Deutlich werden Mut und Tatkraft von Käthe Kruse, geborene Simon, die sich über Konventionen hinwegsetzt und beruflich erfolgreicher wird als ihr Mann – zu einer Zeit, als für die Frauen eigentlich nur die Rolle als Hausfrau und Mutter vorgesehen ist. Zuerst schlägt sie die Warnungen ihrer Mutter (Ursula Strauss) vor dem deutlich älteren Bildhauer Max Kruse (Fritz Karl) in den Wind, einem künstlerischen Freigeist, den sie erst zur Hochzeit (und damit zu sozialer Absicherung) überreden kann, als das dritte Kind unterwegs ist. Kruse ist eine aufgeschlossene Frau, aber keine Frauenrechtlerin, ihre Emanzipation ergibt sich eher aus wirtschaftlicher Notwendigkeit. Was zwangsläufig auch das Rollenverständnis ihres Mannes erschüttert („Ich will nicht von deinen Puppen leben. Ich bin der Mann im Haus“). Am Ende unterstützt er seine Frau vor Gericht. Sein Auftritt wird zwar übertrieben großartig inszeniert, dennoch überzeugt der Ansatz des Films, den Kampf um Gleichberechtigung weniger als Geschlechterkrieg, sondern als gemeinsame Anstrengung von Mann und Frau zu erzählen.
Foto: Degeto / Rich & Famous Overnight
Doch bei allem Respekt für Becht, die gut besetzten Nebenrollen und das überzeugend erzählte Beziehungsdrama, auch für Kostüm- und Szenenbild: Die Fernseh-Inszenierung kann das Potenzial, das sich in dieser enorm spannenden Gründergeschichte auf dem Übergang von wilhelminischer Epoche, Erstem Weltkrieg und Weimarer Republik verbirgt, nicht wirklich ausschöpfen. Nicht nur weil die Ausstattung zum Beispiel der Ausstellung im Warenhaus Tietz, bei der die Käthe-Kruse-Puppen erstmals für Aufsehen sorgen, nicht übermäßig opulent ausfällt. Die Armut in der Jugend, die aufregende Zeit als gefeierte Schauspielerin in einem Berliner Theater, das Leben unter Künstlern und Freigeistern im Tessin, die finanzielle Not an der Seite des Bildhauers Max Kruse, schließlich die aufblühende Manufaktur in der Provinz – all das wird nur in Ansätzen lebendig, die Figuren wirken isoliert.

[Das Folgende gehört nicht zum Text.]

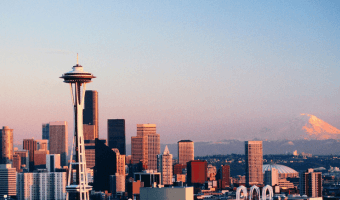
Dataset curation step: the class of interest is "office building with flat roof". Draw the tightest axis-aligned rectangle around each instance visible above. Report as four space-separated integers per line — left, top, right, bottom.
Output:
244 141 263 186
0 126 14 164
300 169 322 197
107 119 126 155
131 124 160 170
23 138 37 171
17 172 67 200
83 90 99 139
177 140 195 166
0 164 17 198
49 121 68 166
187 160 208 186
157 145 173 185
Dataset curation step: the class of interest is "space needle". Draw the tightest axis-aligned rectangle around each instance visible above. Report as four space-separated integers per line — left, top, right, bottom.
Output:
60 54 96 200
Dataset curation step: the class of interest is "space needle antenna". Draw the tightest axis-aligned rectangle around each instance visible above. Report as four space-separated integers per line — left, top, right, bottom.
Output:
60 53 96 200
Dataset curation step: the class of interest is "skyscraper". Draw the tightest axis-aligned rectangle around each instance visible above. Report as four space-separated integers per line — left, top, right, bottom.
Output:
36 139 48 151
107 119 126 155
46 154 60 172
83 90 99 138
177 140 195 166
14 150 30 172
109 147 125 176
187 160 208 186
42 123 50 140
84 140 96 169
49 121 68 166
0 126 14 164
131 124 160 170
83 124 96 140
300 169 322 197
157 145 172 185
216 165 230 189
23 138 37 171
93 139 117 191
17 172 67 200
244 141 263 186
0 164 17 197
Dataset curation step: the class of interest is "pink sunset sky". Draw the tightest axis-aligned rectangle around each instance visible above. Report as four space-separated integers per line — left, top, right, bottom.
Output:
0 1 340 144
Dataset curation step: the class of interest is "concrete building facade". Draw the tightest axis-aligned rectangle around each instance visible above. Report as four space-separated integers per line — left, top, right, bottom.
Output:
17 172 67 200
157 146 173 185
0 126 14 164
83 90 99 139
300 169 322 197
131 124 160 170
107 119 126 155
245 141 263 186
0 164 17 198
49 121 68 166
177 140 195 166
140 187 194 200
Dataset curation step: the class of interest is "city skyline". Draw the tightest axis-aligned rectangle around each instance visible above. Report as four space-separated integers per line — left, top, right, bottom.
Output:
0 1 340 144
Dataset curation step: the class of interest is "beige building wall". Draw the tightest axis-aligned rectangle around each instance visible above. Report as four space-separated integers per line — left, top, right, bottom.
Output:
0 126 13 164
245 141 263 186
112 148 125 176
0 164 17 197
83 124 96 140
131 124 160 170
50 121 68 166
157 146 173 185
178 140 195 166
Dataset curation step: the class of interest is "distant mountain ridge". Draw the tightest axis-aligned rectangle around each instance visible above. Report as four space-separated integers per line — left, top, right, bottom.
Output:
257 113 340 140
301 114 340 140
126 139 340 158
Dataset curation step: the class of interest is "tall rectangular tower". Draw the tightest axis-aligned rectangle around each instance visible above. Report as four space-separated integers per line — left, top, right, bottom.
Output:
177 140 195 166
157 146 172 185
0 126 14 164
244 141 263 186
49 121 68 166
42 123 50 140
300 169 322 197
83 90 99 138
23 138 37 172
131 124 161 170
107 119 126 155
0 164 17 197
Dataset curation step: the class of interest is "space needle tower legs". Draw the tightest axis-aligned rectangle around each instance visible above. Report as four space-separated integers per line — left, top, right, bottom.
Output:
60 55 96 200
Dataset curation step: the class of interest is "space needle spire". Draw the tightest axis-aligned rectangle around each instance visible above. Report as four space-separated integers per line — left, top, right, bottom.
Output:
60 54 96 200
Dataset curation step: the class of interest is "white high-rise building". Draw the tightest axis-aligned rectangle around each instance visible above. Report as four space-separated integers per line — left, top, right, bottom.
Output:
17 172 66 200
0 164 17 198
157 145 172 185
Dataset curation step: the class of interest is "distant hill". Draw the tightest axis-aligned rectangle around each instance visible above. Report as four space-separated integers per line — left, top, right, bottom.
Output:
257 114 340 140
127 139 340 157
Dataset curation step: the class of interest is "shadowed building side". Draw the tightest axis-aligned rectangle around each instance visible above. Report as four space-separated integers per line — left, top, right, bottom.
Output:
93 138 117 191
0 126 14 164
83 90 99 138
107 119 126 155
49 121 68 166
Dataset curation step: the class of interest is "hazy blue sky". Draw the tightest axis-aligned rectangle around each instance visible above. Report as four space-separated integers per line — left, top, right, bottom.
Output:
0 0 340 143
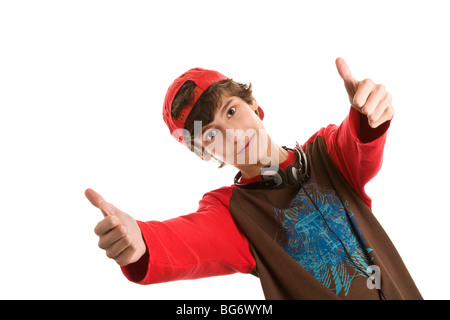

Wenn Kruse im Jahr 1908 zu der Künstlerkolonie auf den Monte Verita zieht, sieht man zwar in der Ferne ein paar Nackte auf der Wiese tanzen, doch bis auf einige plakative Dialoge („Bleibt nicht Puppen, Freundinnen – werdet Menschen!“) bei einem kleinen Fest erfährt man nichts über das Leben der Hippie-Vorläufer vor über 100 Jahren. Immerhin hat dieser Ort als romantisch-ländliches Idyll Atmosphäre. Kruse lebt dort mit ihrer kranken Mutter und den beiden Töchtern abgeschieden in einem bescheidenen Häuschen. Kontakt haben sie nur zu dem jungen Anwalt David (Franz Dinda), den Käthe noch aus Berlin kennt. Das Drehbuch nimmt sich die Freiheit, mit Hilfe dieser erfundenen Figur ein Liebes-Dreieck zu konstruieren. Ein nicht ganz unübliches Mittel, um in einem Biopic an den Schrauben Emotion und Spannung zu drehen. Hier unterstreicht es noch das Bild von Käthe Kruse als fürsorgliche Mutter, denn sie entscheidet sich letztlich wegen der Kinder gegen David.
Die Neigung zur Überhöhung der Titelfigur in einem Biopic hat auch seine Tücken. Im Ersten Weltkrieg leidet Kruse mit ihren Näherinnen, die Ehemänner und Söhne an der Front verlieren. Dass die Manufaktur damals der Kriegsbegeisterung mit Soldatenpuppen geschäftstüchtig Rechnung trug, bleibt im Film ausgespart. Was ein bisschen so wirkt, als sollte das durchweg positive Bild einer sich aus der Armut empor kämpfenden Frau, Künstlerin und Unternehmerin nicht durch (aus heutiger Sicht) zweifelhafte Details getrübt werden. (Text-Stand: 6.3.2015)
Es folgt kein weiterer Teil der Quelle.